Сколько хлопот ему причинили!»
Тут и Шульген, говорят, понял,
Смекнул, говорят, что все изменилось, —
Девушку, которая с неба скатилась,
Ему Азрака отдал в жены,
За дочь свою ее выдавая.
Но все тогда обманом было —
Айхылу, оказывается, дочь Самрау,
Вот, оказывается, она какая!
Шульген подвел Айхылу к Самрау
И рассказал, что они женаты,
Их Азрака женил, но вскоре
Оба они испытали горе —
Азрака их счастье разрушил,
Заточив Шульгена в подземелье,
Но ему удалось бежать из плена…
Айхылу, любившая Шульгена,
Сразу поверила обману.
А Самрау думал: «Два брата,
Два батыра со мной породнились…»
И только Хумай насторожилась,
В ней сомнение зародилось.
Шульген — она знала — пришел с Заркумом,
Так где же он со змеем сдружился
И почему вместе с ним явился?
Она осторожно сошла в подземелье —
Хотела правду узнать у Заркума.
За нею Шульген следил и понял —
Заркум его выдаст и, ради спасенья,
Всю вину на него свалит.
Теперь он решил волшебную палку
Во что бы ни стало взять у брата,
Потом всех затопить водою,
Всех уничтожить, все разрушить,
Сесть верхом на Акбузата
И, захватив Хумай с собою, бежать к Азраке.
Так Шульген задумал.
А брату сказал:
«Хочу добыть славу —
Пойду в страну падишаха Азраки,
Один завоюю… Дай мне палку!»
«Пойдем вместе», — Урал ответил,
Но Шульген не согласился.
Урал не стал с братом старшим спорить
И палку отдал…
С женой не встречаясь,
На глаза Самрау не попадаясь,
Шульген к подземелью прокрался,
Он одного опасался,
Как бы Хумай у Заркума правду
О его предательстве не узнала
И брату Уралу не рассказала.
У двери подземелья остановился,
Волшебной палкой о землю стукнул,
И сразу вода все захлестнула.
Заркум, превратясь в большую рыбу,
Схватил Хумай… и тут же Солнце
В небе безоблачном затмилось —
Оно знать Акбузату давало,
Что дочь Хумай в беду попала.
Бросился Акбузат в воду —
Вода с гулом вскипела.
Загородив поток своим телом,
Акбузат отрезал Заркуму дорогу.
Заркум отпустил Хумай и скрылся…
И Солнце в небе опять засияло,
Вода, укрощенная, спадала,
Уже не поток, а ручьи журчали,
С каждой минутой все больше мелея..
Хумай во дворец к Уралу вернулась,
О коварстве Шульгена рассказала —
Молча сидела рядом с Уралом,
Ни одним словом не утешала.
Теперь только понял Урал, говорят,
Что Шульген — его родной брат
С душою предателя оказался,
Из зависти врагам предался…
И начал Урал страшную, многолетнюю битву с падишахом Азракой, дивами, драконами и змеями, которых возглавляли Кахкахи, Заркум и предатель Шульген. Азрака, чтобы в небе птицы не летали и по земле люди не ходили, велел водою залить землю, а небо поджечь. И залилась земля водою, небо пламенем озарилось. Но Урал ни огня, ни воды не боялся, месяц бился, год бился, защищая небо и землю, людей тонущих защищая.

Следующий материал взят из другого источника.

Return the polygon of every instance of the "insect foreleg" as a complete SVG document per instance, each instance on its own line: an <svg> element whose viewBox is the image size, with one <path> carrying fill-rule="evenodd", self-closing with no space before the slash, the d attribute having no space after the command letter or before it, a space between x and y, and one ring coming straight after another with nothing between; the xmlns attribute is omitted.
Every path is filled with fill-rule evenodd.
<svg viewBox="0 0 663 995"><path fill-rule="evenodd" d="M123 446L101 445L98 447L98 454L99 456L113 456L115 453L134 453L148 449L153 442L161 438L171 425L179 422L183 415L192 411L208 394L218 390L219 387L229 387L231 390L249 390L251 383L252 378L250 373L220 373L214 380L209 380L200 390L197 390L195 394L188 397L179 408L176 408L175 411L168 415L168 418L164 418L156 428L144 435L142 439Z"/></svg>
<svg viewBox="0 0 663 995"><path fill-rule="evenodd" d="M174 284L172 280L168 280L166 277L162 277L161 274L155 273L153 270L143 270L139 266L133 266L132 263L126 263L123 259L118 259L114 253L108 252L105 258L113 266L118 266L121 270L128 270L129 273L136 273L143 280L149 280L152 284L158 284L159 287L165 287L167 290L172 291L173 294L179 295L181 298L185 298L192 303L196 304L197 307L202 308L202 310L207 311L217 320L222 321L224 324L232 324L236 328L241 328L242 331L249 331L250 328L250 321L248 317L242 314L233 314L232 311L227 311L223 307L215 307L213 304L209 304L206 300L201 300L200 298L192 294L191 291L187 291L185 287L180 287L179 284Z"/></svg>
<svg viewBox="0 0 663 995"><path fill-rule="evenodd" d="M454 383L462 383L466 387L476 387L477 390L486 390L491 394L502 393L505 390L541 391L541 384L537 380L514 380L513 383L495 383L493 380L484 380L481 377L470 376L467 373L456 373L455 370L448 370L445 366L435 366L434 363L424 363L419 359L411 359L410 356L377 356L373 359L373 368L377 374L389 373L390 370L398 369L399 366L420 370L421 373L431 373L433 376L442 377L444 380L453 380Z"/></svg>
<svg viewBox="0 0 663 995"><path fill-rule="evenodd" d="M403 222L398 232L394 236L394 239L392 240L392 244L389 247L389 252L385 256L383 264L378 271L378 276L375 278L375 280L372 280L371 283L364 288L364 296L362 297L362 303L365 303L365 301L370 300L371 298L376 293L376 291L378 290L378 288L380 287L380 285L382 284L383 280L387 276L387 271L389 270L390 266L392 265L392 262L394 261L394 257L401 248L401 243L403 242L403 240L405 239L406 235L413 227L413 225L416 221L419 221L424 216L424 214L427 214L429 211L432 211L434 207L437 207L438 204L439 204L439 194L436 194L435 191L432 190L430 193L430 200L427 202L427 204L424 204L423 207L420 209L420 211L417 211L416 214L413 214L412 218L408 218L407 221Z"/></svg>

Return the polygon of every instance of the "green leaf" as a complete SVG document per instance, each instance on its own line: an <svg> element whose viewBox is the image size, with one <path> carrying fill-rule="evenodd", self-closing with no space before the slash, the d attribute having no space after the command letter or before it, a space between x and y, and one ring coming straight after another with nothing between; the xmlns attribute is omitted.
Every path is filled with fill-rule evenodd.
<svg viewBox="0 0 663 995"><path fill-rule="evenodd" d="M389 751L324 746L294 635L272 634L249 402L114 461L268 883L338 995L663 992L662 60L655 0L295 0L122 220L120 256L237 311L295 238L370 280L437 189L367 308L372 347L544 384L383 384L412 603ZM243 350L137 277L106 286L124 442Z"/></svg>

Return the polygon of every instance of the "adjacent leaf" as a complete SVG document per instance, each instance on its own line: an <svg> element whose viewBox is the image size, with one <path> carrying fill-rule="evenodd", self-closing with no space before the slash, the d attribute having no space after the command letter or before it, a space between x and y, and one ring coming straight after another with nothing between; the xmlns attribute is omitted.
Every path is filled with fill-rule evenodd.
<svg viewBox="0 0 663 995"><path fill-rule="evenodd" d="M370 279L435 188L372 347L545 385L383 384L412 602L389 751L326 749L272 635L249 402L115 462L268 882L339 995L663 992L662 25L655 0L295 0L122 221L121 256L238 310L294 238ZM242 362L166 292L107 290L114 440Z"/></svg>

В битвах прошло много лет.
Дети, рожденные на свет,
Давно выросли, возмужали,
Многие егетами стали.
И вот однажды к батыру Уралу
Группа всадников подскакала —
Впереди четыре батыра,
За ними следом еще четыре…
Это Урала разыскали его три сына — Идель, Яик и Нугуш. Четвертым был сын Шульгена, рожденный от Айхылу, егет по имени Хакмар. И с ними четыре друга-батыра. Нугуш, рожденный от матери по имени Гулистан, рассказал, как убил змея Заркума. Урал по-отцовски обнял сыновей, радуясь, что они выросли богатырями, вскочил на Акбузата и повел своих сыновей-батыров в бой.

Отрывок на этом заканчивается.